29 May 2024
DPhil Student Miroslav Gasparek wins Imperial College Emerging Alumni Leader Award 2024 for entrepreneurial activities
Gasparek and colleagues aim to develop the world’s first cell-based platform to deliver high-quality and accessible mRNA medicines to millions of patients
Engineering Science DPhil Miroslav Gasparek has won an Emerging Alumni Leader Award 2024 from Imperial College London for his entrepreneurial activities. Miroslav completed his MEng at Imperial College London, before pursuing a DPhil in Engineering Science at Oxford under the supervision of Professor Antonis Papachristodoulou and Professor Harrison Steel.
Now in the late stages of his part-time DPhil in data-driven control and synthetic biology at Oxford, Miroslav is the Chief Executive Officer of start-up Sensible Biotechnologies, which he Co-Founded with Chief Scientific Officer Marian Kupculak, DPhil (DPhil in Biochemistry, New College, 2021), developing mRNA technology that aims to tackle diseases in a scalable and cost-effective way.
He had only been in Oxford for six months when the pandemic hit. Many of Oxford’s Engineers got involved in solving the challenges presented by Covid-19 and the lockdown – and Miroslav was no exception. First, he worked on modelling COVID-19 disease spread with a group at the Slovak Ministry of Health. This sparked his interest closer to biosecurity.
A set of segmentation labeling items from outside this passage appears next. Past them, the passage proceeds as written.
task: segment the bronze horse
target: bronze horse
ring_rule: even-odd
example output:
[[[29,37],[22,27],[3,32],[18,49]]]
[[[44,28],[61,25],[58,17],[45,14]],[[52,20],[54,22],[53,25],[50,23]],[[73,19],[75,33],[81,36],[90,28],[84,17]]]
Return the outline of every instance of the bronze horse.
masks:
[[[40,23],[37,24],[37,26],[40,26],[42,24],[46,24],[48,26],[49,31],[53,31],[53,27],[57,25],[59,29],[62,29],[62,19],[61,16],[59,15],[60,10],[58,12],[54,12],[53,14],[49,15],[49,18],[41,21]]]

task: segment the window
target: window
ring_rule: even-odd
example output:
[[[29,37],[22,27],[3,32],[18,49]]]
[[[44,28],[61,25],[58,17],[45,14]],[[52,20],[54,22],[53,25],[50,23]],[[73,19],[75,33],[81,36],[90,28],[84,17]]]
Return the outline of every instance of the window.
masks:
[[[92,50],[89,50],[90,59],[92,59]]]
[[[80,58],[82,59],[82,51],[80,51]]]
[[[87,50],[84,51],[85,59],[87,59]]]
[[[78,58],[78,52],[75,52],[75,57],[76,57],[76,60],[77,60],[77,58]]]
He then worked with Dr Megan Palmer at Stanford University on biosecurity of engineered microbial communities and advised Prof Jozef Suvada, a member of the World Health Organisation’s Executive Board, on national biosecurity. However, after his co-founder Marian finished his DPhil, they focused on the development of novel mRNA technology – crucial to the development of novel mRNA medicines and vaccines – in their first laboratory at the Institute of Virology of Slovak Academy of Science in Bratislava, Slovakia, independent of Miroslav’s DPhil work focused on optimal bioproduction in microbial communities.
mRNA technology existed a long time before the pandemic, but no mRNA medicines successfully reached patients. As the race to develop Covid-19 vaccines unfolded, mRNA technology came to the forefront and is now showing huge potential in areas beyond infectious diseases . “It became clear we needed a new method to make ‘better’ mRNA with an improved purity and functionality in a cost effective way if the molecule were to be used for treatment of other diseases – or rapid protection against them”, he says.
The mRNA is a molecule holding a code which instructs the body to construct a protein of interest. Our cells naturally contain proteins whose job it is to recognise harmful bacteria, microbes and toxins and alert the immune system to fight the threat. But as Covid-19 was a new virus, the body was often unable to build up a proper immune response early enough. Injecting the mRNA vaccines triggered a similar response, training the immune system to prepare for and recognise the disease if it is contracted.
Miroslav, Marian and their colleagues are interested in the potential of the mRNA technology for other diseases – including cancer and rare diseases. Its ability to deliver instructions to cells in the body to produce proteins means it could make new cell therapies, gene therapies or novel cancer treatments. Miroslav and Marian co-founded Sensible Biotechnologies to build a completely differentiated way to produce mRNA, aiming to produce mRNA with novel properties in a scalable, accessible and cost-effective way.
They are partnering with Ginkgo Bioworks, a major public company and a leader in synthetic biology, as well as with other leading academic and industrial organisations across the globe. They also have a team of scientific advisors including global experts in mRNA technology. To support this development, they raised millions of dollars from leading life science investors from the US and Europe.
“Our objective is to develop the world’s first cell-based platform enabling high-quality and accessible mRNA medicines to millions of patients faster. We also want to be a fundamental part of critical biomanufacturing infrastructure and increase global biosecurity by making mRNA manufacturing faster, less resource-intensive and simpler”, Miroslav explains.